KCNA a précise que M. Kim avait "édicté des tâches importantes pour renforcer encore les capacités de frappe des unités de défense", ce qui pourrait annoncer d'autres tirs.
"La paix et la sécurité véritables du pays ne sont garanties que par la forte capacité physique à défendre sa souveraineté", poursuit l'agence en citant le dirigeant nord-coréen.
Concernant les tirs de samedi, les images diffusées par les médias nord-coréens montrent un engin similaire au missile russe Iskander à un étage, d'après les experts.
Si la Corée du Nord a importé des missiles Iskander de Russie, a indiqué le site 38 North, alors "elle a la capacité d'envoyer avec une grande précision des ogives sur des cibles en Corée du Sud".
Pyongyang, Séoul et Washington se sont bien gardés d'utiliser le mot "missile" au sujet du lancement de samedi, un terme qui pourrait remettre en cause le processus diplomatique ainsi que l'annonce nord-coréenne de la fin des essais de missiles à longue portée.
"Protestation" nord-coréenne
Si un missile balistique a été lancé jeudi, a estimé le président sud-coréen Moon Jae-in, même s'il s'agit d'une missile de courte portée, "il y a une possibilité que cela soit contraire aux résolutions de l'ONU".
Il y a dans ces tirs de la part de la Corée du Nord "un élément de protestation et un geste de pression pour orienter les discussions nucléaires dans la direction qu'elle désire", a ajouté M. Moon dans un entretien donné à l'occasion du deuxième anniversaire de son arrivée au pouvoir.
"Il semble que le Nord soit hautement mécontent du fait que le sommet de Hanoï s'est terminé sans accord", a-t-il poursuivi, tout en avertissant que les tirs de jeudi "pourraient rendre les négociations plus difficiles".
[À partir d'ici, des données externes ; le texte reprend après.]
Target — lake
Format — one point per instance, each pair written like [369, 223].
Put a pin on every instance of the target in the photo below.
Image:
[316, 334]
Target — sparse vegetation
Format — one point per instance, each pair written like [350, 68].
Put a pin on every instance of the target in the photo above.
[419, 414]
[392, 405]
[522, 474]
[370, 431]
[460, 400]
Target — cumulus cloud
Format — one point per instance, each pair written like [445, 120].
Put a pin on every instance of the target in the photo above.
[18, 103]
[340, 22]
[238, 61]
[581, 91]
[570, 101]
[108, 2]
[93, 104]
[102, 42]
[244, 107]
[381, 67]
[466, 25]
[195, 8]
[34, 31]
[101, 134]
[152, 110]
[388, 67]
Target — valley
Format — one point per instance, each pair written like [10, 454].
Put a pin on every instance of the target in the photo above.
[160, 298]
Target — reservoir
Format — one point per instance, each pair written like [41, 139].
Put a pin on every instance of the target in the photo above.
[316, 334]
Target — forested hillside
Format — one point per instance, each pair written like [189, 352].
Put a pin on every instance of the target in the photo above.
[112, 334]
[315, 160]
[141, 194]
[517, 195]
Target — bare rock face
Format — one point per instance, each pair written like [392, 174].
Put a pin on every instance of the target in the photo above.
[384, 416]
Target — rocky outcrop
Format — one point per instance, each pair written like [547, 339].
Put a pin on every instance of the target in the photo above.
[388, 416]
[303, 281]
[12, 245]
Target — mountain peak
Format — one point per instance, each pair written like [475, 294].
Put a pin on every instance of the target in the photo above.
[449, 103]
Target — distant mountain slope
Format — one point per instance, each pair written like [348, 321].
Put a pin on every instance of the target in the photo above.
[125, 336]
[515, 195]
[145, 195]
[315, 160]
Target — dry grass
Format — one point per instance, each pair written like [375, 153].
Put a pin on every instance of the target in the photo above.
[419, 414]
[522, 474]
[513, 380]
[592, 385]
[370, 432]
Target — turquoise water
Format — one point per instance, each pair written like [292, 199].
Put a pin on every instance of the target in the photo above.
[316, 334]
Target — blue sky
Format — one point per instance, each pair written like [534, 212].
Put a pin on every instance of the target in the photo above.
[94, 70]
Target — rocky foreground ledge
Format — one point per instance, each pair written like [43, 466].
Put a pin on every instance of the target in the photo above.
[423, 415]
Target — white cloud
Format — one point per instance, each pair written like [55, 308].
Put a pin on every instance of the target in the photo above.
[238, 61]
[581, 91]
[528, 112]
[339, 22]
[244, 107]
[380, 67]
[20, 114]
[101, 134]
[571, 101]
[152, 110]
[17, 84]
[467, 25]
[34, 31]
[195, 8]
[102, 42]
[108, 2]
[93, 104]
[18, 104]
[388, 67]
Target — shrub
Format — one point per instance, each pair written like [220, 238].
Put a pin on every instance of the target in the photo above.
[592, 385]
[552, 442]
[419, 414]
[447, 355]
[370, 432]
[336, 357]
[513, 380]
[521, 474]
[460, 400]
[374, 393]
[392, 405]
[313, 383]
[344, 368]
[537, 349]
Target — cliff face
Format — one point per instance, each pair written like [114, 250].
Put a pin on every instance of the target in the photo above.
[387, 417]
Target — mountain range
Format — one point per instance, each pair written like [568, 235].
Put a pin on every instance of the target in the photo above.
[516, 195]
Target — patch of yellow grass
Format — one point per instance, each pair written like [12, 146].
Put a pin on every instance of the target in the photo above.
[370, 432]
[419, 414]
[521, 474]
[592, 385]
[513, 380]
La justice américaine par ailleurs annoncé la saisie d'un cargo nord-coréen de 17.000 tonnes, le "Wise Honest", accusé d'avoir violé les sanctions internationales en exportant du charbon et en important des machines.
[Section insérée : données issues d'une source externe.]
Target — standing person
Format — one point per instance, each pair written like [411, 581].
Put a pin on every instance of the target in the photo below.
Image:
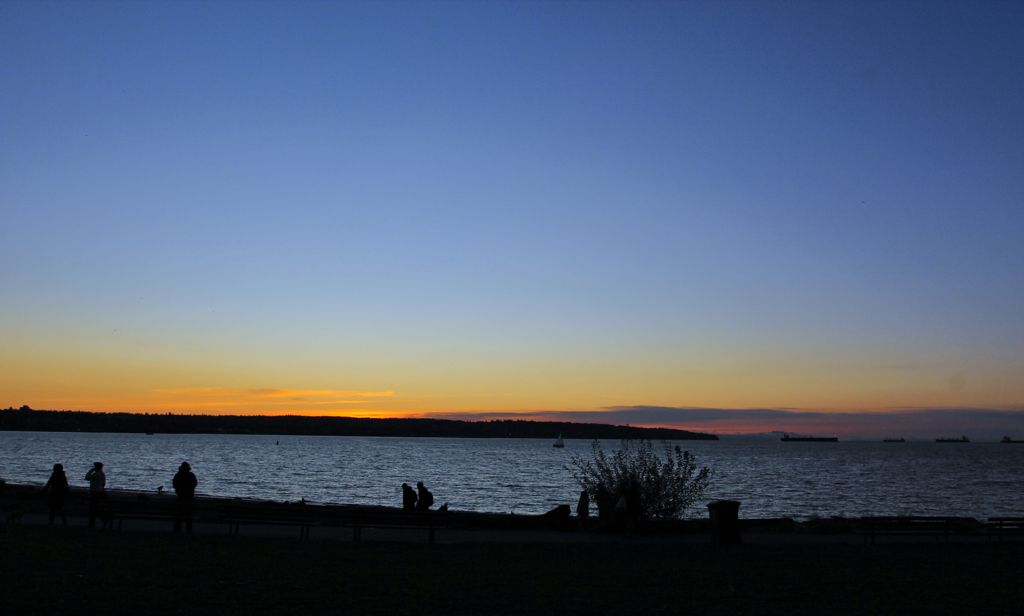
[408, 497]
[632, 500]
[603, 507]
[583, 510]
[97, 492]
[58, 487]
[184, 486]
[426, 498]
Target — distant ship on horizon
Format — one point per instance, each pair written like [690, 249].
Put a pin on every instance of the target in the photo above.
[810, 439]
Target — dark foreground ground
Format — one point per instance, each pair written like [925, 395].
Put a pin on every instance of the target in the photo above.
[80, 571]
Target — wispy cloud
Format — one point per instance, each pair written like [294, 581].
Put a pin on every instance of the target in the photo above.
[269, 394]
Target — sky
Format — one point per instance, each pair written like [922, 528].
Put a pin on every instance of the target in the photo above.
[717, 216]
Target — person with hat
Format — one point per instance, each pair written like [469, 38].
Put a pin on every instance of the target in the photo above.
[97, 493]
[58, 487]
[184, 486]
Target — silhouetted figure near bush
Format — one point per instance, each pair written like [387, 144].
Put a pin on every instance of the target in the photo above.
[426, 498]
[632, 499]
[583, 510]
[58, 487]
[97, 492]
[408, 497]
[184, 486]
[605, 502]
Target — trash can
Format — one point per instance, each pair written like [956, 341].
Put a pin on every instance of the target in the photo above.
[724, 521]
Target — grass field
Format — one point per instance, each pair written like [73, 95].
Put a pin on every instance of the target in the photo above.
[77, 571]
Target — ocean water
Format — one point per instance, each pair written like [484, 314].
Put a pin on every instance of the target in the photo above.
[771, 479]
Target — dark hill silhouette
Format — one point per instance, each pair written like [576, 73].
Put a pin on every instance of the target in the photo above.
[26, 419]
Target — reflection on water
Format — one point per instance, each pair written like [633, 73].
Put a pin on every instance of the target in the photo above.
[770, 478]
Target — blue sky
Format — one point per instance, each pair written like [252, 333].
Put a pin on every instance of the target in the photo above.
[509, 207]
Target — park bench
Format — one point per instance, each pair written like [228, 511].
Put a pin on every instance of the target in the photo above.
[912, 525]
[1005, 526]
[270, 514]
[386, 519]
[119, 511]
[428, 521]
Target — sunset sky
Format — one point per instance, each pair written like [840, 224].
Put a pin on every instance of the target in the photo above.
[721, 216]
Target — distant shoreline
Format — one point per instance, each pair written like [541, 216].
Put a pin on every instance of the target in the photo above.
[28, 420]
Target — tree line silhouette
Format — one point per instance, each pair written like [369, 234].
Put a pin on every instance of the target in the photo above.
[26, 419]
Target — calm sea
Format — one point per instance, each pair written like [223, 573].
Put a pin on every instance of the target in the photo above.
[770, 478]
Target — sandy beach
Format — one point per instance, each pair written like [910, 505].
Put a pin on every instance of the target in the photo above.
[480, 569]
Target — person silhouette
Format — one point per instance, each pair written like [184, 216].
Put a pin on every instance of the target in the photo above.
[184, 486]
[583, 510]
[97, 492]
[408, 497]
[58, 487]
[426, 498]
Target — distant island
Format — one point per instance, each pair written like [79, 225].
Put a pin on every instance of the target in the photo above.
[25, 419]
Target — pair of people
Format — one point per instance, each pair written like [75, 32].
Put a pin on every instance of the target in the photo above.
[419, 499]
[58, 488]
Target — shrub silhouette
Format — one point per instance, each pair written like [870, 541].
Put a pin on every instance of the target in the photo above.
[667, 487]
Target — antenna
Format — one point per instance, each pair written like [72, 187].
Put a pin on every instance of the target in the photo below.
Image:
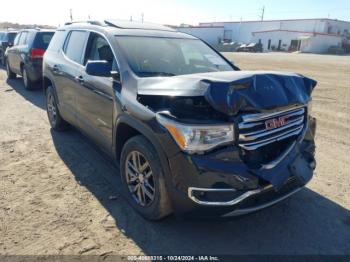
[262, 13]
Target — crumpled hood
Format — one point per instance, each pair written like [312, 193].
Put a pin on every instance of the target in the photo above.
[230, 92]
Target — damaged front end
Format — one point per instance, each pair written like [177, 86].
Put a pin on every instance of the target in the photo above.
[246, 138]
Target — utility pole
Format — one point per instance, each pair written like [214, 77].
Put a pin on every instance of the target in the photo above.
[262, 13]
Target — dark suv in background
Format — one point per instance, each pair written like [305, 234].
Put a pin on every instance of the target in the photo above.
[6, 40]
[190, 131]
[25, 57]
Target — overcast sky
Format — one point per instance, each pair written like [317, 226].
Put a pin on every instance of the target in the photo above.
[169, 11]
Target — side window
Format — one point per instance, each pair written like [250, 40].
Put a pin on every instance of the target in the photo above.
[99, 49]
[23, 38]
[18, 36]
[57, 41]
[74, 48]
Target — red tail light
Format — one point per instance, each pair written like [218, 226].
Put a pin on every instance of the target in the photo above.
[37, 53]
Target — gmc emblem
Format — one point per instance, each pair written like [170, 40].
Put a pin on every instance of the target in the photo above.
[276, 122]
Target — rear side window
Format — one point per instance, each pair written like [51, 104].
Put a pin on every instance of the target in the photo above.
[23, 38]
[42, 40]
[74, 48]
[57, 41]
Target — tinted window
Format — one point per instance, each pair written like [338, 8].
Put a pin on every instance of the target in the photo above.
[99, 49]
[75, 46]
[11, 37]
[57, 41]
[42, 40]
[18, 36]
[153, 56]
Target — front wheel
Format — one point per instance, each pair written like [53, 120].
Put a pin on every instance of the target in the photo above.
[143, 179]
[55, 119]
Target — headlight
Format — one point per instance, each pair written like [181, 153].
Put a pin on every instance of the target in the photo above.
[197, 138]
[309, 108]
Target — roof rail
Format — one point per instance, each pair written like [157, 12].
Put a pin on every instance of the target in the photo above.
[92, 22]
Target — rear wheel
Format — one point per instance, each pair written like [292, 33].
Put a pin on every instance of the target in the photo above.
[143, 179]
[10, 74]
[55, 119]
[28, 84]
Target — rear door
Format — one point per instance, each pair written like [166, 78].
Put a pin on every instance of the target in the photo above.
[20, 52]
[95, 99]
[67, 84]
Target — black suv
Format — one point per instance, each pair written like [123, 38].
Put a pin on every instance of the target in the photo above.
[191, 132]
[6, 40]
[25, 57]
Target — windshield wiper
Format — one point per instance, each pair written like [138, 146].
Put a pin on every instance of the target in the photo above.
[150, 73]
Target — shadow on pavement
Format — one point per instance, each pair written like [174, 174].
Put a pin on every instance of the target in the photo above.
[307, 223]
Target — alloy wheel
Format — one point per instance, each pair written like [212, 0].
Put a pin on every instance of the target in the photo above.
[139, 178]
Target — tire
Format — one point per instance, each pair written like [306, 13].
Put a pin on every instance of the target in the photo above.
[55, 119]
[151, 208]
[28, 84]
[10, 74]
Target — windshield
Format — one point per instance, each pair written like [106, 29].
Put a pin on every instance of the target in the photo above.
[155, 56]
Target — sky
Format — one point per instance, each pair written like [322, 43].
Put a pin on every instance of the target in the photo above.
[172, 12]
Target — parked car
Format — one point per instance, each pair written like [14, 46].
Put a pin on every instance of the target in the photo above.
[6, 40]
[25, 57]
[192, 134]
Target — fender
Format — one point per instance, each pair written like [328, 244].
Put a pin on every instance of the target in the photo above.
[149, 134]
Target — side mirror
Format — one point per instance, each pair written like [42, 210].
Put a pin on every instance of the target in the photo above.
[98, 68]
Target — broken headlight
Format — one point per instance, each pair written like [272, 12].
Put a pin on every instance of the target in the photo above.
[198, 138]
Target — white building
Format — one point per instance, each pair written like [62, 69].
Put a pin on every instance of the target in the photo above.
[305, 35]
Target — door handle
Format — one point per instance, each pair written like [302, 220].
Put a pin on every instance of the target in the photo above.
[79, 79]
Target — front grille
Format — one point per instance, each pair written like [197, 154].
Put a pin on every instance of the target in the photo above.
[254, 134]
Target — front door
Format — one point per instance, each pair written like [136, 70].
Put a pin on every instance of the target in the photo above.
[68, 84]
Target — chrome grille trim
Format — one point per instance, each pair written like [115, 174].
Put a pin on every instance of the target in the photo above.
[260, 136]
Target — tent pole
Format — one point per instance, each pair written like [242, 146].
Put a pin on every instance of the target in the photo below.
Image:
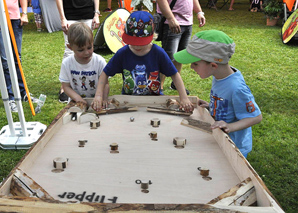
[5, 99]
[11, 65]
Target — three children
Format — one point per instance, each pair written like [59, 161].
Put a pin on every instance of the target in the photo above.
[232, 104]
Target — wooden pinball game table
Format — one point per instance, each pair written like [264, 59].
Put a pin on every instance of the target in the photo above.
[142, 153]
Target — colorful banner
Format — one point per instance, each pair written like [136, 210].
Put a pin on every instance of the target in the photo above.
[290, 27]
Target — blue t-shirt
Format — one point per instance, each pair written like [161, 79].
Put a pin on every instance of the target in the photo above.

"Ce navire anti-sanctions est désormais hors service", s'est félicité le vice-ministre américain de la Justice John Demers. "La Corée du Nord et les entreprises qui l'aident à contourner les sanctions des Etats-Unis et de l'ONU doivent savoir que nous utiliserons tous les moyens à notre disposition pour appliquer les sanctions internationales".
Le bâtiment avait été bloqué l'an dernier en Indonésie, son capitaine étant poursuivi par les autorités indonésiennes. Les autorités américaines avaient lancé de leur côté en juillet la procédure de saisie.